Nah apalagi buat kamu yang sangat khas menyebut kata aku dengan "beta". Mungkin akan terdengar asing, tapi jika dibiasakan, orang akan tertarik bahkan mungkin meniru.
Lalu bagaimana buat orang Jakarta yang terlanjur baper karena di-aku kamu-in? Nah ini sebenarnya yang bikin heran. Sebelum baper, sebaiknya mereka tahu dari mana mereka berasal. Sangat jarang saya temui orang Jakarta asli di sana. Kebanyakan pendatang yang akhirnya ber-elu gue.
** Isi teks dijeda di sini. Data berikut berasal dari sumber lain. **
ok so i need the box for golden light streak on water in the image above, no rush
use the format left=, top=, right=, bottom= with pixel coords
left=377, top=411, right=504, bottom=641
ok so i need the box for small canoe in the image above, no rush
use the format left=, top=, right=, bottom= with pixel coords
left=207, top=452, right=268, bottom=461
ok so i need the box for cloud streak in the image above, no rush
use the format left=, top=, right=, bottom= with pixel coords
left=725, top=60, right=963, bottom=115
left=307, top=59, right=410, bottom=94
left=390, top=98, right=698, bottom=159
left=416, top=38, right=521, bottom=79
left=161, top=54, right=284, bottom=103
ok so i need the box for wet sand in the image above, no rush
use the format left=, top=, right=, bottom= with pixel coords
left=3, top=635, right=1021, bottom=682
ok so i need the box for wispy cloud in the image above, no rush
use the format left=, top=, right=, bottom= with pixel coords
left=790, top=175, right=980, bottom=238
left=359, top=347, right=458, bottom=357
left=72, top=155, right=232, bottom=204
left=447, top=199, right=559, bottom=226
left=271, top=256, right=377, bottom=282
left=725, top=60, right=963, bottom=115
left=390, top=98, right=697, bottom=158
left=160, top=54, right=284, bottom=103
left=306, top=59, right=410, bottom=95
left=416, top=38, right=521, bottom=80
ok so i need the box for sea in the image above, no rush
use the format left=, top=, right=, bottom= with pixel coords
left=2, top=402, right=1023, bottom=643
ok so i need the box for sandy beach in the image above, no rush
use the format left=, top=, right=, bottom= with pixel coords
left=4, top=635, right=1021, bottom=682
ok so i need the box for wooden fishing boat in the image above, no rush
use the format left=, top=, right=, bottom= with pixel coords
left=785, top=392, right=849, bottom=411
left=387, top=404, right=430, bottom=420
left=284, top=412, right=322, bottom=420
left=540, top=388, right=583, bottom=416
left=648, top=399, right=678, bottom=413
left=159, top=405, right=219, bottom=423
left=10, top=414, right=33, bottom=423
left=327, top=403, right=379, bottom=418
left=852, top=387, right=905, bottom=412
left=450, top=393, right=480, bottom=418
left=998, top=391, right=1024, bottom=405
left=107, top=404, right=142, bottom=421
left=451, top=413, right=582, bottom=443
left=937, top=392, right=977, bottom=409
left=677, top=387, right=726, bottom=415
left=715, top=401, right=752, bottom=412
Sebaiknya kamu juga perlu tahu bahwa kata aku, saya, dan kamu itu Bahasa Indonesia baku. Meski beberapa orang memang punya modus ber-aku kamu setelah sekian lama ber-elu gue, tapi sebaiknya tidak diumumkan. Aku juga punya tips buat kamu yang sudah kental dengan elu-gue-nya
1. Jangan mudah baper atau ge-er.
Beberapa orang ber-aku kamu memang sudah jadi kebiasaan dan tidak bisa diubah lagi. Jangan langsung di-judge kalau dia naksir kamu. Perhatikan apakah orang itu juga ber-aku kamu pada orang lain atau tidak. Kalau iya, kebaperanmu harus segera dihapuskan. Karena tidak sesuai dengan kerakyatan yang dipimpin oleh hikmat... (loh).
2. Stay calm
Jangan merasa geli kalau ada teman yang ber-aku kamu. Sadarlah bahwa kamu tinggal di Indonesia dan setiap orang berhak menggunakan kata apapun. Mau dia pakai bahasa daerah atau bahasa baku.
3. Bertanya langsung
Kalau kamu khawatir dengan seseorang yang tiba-tiba mengubah bahasanya jadi aku kamu, baiknya tanya langsung. Kalau kamu menaruh hati padanya dan dia pun merasakan hal yang sama, bukankah itu bagus? Terlalu lama memberi sinyal dan menerima sinyal aneh itu tidak baik. Lebih baik blak-blakan. Kalau tidak suka sebaiknya putuskan apa yang terbaik buat dua belah pihak.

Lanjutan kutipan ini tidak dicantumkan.